Grubun durmaya niyeti yoktu. 2007’de gelen Ga Ga Ga Ga Ga’dan (ki zatıalinizin Spoon sevgisini başlatan albümdür) “Don’t You Evah”yı* sevmemek mümkün değildir. 10 yıllık kariyerlerini geride bırakmış grup artık kendine çok daha güvenli ve neleri en iyi yaptıklarının farkındaydı. Ga Ga Ga Ga Ga onları kanımca bir seviye daha yükseltmiş ve “headliner” kapasitelerini ayyuka çıkarmıştır.

2010’a geldiğimizde ise Transference ile karşı karşıyayızdır. Grubun en ham halini bu albümde görürüz. En şahane Spoon şarkılarından “Who Makes Your Money”de özgünlüklerinin dibine vururlar. Basit deha. Spoon’un fazla rötuşa ihtiyacı yoktur zaten. Ama dinlenmeye ihtiyacı vardır ve çok doğru zamanda verdiklerini anlayacağımız 4 yıllık bir ara gelir.
Gelelim zannımca grubun 3. yükseliş safhası olan They Want My Soul’a. 2014 tarihli albüm öncelikle son 2 senedir binlerce kez dinlediğim ve indie tarihinin en iyi şarkılarından biri olan “Inside Out”a** sahip. Elektroniğe göz kırpan “Outlier”, gürültülü ama çapıcı “Do You”, bir Rolling Stones hit’i gücündeki “Rent I Pay” ile onların en deneysel ve en büyük harfli albümü oldu. Kariyerinin başlarında Mercury Rev, The Flaming Lips, Mogwai gibi gruplarla çalışmış, son yıllarda da özellikle Tame Impala’ya katkılarından tanıdığımız önemli prodüktör Dave Fridmann’ın katkısı da Daniel’in de deyişiyle “kuul perspektifi” açısından önemliydi.

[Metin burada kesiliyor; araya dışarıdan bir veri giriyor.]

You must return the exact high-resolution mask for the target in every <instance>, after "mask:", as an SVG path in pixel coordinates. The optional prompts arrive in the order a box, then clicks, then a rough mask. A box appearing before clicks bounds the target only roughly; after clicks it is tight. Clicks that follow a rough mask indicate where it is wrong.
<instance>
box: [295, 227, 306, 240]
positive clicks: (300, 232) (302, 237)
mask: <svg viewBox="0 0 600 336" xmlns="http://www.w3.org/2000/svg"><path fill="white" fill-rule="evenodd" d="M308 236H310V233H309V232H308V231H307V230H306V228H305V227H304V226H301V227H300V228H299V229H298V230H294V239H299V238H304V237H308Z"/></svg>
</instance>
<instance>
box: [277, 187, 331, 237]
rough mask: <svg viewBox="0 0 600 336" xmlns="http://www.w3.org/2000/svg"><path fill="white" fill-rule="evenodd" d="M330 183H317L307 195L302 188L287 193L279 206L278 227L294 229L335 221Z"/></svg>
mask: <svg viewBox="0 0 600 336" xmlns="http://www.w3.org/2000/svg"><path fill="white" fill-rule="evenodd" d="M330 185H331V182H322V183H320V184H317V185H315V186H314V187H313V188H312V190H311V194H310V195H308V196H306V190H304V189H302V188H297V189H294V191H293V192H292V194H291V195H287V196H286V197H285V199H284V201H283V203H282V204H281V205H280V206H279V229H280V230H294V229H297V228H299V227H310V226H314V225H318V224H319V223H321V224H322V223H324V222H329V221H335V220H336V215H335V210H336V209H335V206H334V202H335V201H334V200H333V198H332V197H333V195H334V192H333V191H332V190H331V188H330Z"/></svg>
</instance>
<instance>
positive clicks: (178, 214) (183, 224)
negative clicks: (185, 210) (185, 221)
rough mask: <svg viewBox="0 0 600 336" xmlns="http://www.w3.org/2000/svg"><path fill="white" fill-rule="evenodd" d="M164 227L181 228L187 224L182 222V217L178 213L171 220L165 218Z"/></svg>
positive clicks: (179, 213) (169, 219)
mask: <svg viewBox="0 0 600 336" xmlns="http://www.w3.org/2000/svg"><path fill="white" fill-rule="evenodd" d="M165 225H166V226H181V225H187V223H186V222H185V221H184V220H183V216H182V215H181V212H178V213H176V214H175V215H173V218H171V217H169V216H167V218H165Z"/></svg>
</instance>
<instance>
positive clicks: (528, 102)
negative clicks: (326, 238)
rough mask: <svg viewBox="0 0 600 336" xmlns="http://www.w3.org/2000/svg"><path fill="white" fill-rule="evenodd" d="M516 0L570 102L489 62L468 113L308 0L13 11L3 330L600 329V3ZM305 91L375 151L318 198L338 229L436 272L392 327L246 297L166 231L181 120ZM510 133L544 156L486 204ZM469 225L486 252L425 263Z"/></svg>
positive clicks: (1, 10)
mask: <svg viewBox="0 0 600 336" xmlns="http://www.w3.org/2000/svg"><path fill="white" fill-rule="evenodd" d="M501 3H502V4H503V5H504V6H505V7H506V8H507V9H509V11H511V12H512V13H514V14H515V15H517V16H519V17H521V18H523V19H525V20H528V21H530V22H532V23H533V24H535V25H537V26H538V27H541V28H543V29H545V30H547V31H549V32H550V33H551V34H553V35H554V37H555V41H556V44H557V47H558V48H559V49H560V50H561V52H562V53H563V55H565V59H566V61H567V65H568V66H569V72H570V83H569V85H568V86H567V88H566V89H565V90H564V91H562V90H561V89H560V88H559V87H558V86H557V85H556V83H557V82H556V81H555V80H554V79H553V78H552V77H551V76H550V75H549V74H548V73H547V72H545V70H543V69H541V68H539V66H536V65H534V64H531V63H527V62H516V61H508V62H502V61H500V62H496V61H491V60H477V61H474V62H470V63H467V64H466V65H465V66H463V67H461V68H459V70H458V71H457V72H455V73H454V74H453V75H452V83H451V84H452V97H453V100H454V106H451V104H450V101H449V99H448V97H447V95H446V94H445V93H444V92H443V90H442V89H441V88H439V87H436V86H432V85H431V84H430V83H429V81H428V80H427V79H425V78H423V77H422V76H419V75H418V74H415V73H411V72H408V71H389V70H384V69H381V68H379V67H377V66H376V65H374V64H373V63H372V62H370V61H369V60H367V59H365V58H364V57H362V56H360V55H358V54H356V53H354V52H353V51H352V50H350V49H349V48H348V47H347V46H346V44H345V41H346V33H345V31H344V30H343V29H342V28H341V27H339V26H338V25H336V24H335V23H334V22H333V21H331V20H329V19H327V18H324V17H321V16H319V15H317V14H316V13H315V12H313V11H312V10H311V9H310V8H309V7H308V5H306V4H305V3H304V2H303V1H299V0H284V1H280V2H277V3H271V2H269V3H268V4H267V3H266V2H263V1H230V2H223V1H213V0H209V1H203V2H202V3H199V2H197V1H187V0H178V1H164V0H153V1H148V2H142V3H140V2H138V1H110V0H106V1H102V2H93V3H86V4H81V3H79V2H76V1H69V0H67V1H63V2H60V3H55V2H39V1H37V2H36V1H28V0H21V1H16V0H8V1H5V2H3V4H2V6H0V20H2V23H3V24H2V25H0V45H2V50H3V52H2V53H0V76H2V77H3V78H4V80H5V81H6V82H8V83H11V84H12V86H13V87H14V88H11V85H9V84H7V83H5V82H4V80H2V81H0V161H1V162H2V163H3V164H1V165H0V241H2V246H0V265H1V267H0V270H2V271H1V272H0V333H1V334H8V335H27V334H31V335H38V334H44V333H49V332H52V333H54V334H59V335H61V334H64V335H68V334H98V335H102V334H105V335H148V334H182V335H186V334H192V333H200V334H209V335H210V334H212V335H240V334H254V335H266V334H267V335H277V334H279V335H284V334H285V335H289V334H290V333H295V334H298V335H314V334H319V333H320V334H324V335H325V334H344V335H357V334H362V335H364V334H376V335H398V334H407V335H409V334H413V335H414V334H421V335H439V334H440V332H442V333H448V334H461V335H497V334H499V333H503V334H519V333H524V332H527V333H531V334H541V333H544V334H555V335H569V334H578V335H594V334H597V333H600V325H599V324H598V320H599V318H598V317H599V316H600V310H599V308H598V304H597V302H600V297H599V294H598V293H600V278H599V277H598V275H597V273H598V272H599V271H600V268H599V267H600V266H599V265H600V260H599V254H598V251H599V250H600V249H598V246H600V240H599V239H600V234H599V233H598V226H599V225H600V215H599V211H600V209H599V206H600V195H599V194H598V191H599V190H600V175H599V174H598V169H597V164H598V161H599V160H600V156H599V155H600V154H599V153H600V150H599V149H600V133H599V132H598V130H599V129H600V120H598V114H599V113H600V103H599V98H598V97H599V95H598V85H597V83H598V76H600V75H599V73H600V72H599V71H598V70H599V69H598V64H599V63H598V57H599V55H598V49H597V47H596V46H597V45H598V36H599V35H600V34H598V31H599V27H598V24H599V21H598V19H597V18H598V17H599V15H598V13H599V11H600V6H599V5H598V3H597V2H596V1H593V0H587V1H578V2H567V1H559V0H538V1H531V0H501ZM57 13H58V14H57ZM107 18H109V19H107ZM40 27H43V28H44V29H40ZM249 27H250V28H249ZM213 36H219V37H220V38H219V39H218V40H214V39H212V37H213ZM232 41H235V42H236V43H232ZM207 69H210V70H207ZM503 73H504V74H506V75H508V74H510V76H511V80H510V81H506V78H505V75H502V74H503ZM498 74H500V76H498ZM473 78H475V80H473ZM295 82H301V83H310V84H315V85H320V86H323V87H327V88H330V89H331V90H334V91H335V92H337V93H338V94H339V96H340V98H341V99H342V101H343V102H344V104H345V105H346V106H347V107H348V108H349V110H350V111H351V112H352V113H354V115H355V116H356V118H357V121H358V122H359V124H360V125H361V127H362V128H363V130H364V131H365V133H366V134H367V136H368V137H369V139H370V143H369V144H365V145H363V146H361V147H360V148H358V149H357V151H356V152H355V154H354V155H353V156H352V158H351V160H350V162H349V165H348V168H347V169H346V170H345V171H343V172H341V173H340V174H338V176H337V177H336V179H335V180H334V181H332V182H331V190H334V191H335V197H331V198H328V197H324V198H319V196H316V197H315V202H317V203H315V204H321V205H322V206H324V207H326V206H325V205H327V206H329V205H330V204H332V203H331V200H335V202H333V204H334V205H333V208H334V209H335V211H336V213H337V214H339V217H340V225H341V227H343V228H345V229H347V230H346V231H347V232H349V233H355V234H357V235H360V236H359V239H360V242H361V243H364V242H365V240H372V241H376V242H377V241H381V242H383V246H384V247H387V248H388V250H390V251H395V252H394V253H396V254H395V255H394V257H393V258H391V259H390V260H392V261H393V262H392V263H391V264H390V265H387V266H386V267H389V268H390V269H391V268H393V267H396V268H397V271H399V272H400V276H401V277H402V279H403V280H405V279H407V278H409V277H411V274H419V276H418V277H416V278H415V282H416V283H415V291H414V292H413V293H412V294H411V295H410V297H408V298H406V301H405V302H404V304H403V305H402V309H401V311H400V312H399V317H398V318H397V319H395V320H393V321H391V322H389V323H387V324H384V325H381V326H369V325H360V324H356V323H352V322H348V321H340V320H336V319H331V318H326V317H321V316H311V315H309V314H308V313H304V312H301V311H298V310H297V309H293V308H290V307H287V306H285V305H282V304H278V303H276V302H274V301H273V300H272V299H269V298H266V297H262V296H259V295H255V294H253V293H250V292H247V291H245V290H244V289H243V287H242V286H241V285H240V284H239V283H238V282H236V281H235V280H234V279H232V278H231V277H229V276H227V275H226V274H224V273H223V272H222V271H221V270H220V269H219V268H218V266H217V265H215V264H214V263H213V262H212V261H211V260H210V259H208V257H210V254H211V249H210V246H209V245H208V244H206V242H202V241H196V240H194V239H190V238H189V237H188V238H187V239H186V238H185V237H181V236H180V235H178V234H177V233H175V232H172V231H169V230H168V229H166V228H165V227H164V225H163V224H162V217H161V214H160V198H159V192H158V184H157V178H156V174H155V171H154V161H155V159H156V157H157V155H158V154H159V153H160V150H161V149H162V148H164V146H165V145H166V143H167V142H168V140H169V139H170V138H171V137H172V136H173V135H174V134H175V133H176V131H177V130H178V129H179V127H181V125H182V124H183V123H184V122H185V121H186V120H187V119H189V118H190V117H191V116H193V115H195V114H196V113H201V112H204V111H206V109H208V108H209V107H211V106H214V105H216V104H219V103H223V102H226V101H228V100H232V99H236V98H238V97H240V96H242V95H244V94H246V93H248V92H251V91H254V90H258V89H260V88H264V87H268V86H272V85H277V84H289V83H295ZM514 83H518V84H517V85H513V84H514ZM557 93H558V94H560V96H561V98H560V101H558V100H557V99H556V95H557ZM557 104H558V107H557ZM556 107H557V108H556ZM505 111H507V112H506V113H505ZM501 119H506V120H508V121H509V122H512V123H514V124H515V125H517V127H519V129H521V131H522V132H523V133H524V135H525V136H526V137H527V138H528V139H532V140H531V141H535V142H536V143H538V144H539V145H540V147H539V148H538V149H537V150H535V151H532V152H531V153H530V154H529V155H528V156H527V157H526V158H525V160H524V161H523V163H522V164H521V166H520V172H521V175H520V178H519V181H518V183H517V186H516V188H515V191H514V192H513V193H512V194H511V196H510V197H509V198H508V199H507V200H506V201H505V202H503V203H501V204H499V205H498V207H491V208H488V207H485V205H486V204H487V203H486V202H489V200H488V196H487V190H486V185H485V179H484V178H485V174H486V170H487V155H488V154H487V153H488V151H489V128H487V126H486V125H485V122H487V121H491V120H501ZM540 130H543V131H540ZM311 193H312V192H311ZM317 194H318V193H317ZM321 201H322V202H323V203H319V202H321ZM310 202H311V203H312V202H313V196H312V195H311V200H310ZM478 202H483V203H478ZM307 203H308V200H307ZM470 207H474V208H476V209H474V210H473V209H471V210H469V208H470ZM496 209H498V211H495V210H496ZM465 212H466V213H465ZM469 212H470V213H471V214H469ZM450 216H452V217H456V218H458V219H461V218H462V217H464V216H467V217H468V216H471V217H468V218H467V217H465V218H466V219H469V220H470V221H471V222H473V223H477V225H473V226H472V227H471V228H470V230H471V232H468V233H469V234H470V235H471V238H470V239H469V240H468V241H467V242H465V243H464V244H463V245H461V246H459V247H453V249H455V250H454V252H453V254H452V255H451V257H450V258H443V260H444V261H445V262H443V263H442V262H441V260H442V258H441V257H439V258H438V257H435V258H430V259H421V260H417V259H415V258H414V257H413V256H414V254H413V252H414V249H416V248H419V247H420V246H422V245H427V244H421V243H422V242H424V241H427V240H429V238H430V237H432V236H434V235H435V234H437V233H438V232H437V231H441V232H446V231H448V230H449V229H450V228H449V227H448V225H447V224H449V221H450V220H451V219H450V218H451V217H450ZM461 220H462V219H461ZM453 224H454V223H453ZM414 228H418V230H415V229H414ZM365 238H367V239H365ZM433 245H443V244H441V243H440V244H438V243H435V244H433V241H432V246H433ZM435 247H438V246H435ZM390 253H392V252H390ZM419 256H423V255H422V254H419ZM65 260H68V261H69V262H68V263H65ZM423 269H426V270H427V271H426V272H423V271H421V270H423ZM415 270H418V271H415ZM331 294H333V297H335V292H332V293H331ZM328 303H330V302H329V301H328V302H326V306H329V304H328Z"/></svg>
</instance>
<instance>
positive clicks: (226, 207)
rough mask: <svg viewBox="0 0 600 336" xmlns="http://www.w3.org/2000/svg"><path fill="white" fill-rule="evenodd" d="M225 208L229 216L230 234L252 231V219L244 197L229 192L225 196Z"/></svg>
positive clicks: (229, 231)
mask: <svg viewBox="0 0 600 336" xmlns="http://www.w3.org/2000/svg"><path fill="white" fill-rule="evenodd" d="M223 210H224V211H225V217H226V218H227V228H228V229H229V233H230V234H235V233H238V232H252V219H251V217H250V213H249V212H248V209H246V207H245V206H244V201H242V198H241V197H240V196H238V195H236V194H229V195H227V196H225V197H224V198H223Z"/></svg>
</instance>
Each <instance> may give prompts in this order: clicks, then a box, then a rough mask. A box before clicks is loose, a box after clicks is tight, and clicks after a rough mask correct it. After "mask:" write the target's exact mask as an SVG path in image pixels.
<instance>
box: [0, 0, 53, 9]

Britt Daniel yeni albümleri Hot Thoughts ile ilgili Uncut’a verdiği mülakatta, biraz da yakın dönemde kaybettiğimizden, David Bowie (“Bowie herhalde bana diğer herkesten daha çok fikir vermiştir”) ve Prince etkisinden söz ediyor. Evet, özellikle ikinci 45’lik “Can I Sit Next to You”da ‘70’ler ve ‘80 başı Bowie’sini duymak mümkün. Prince için az zorlama da olsa “WhisperI’lllistentohearit”i sayabiliriz. Ama kanımca asıl referans noktası The Beatles. Bir kere “Do I Have to Talk You Into It”i dinleyip de aklına Sgt. Pepper’s Lonely Hearts Club Band gelmeyen yoktur. Albümdeki favorilerimden “Tear it Down” da bir Beatles cover’ı olabilirdi rahatlıkla. Bu şarkının sözleri de önümüzdeki zamanda iyi bir protesto fonu olabilir: “Bırakın diksinler duvarı / Bana fark etmez yıkacağım / Sadece tuğlalar ve kötü niyet / Şansları yok, yıkarım”. Ayrıca hemen popüler olan, “Inside Out”un devamı diyebileceğimiz ve Spoon’un belki de ilk ballad’ı “I Ain’t The One”ı da saymalı. They Want My Soul’da da beraber oldukları Fridmann’la ilişkileri daha da oturmuş bu albümde. Sayesinde albüm gayet bugün tınlarken gene Daniel’in deyişiyle “kaba” ve “sürprizli” olabiliyor. Spoon özgün sound’unu korurken bu kadar yıldan sonra bile farklı sularda rahatlıkla yüzebiliyor.
Yazının başında dediğim gibi şu aralar alt. rock ve indie rock dinlemek çok mantıklı bir hareket değil. Gelişen müzikte tür olarak çok da ayakta kalamadılar. Spoon ise artık türler üstü bir deve dönüşmüş durumda. Artık 45’ine gelen Britt Daniel ve ekibinin duracağını da pek sanmıyorum. Dediğim gibi 20 yıl boyunca hep gelişmek, hep bir öncekinden daha iyi albümler yapmak herkesin yapacağı iş değil. O yüzden de alın bi kaşık siz de.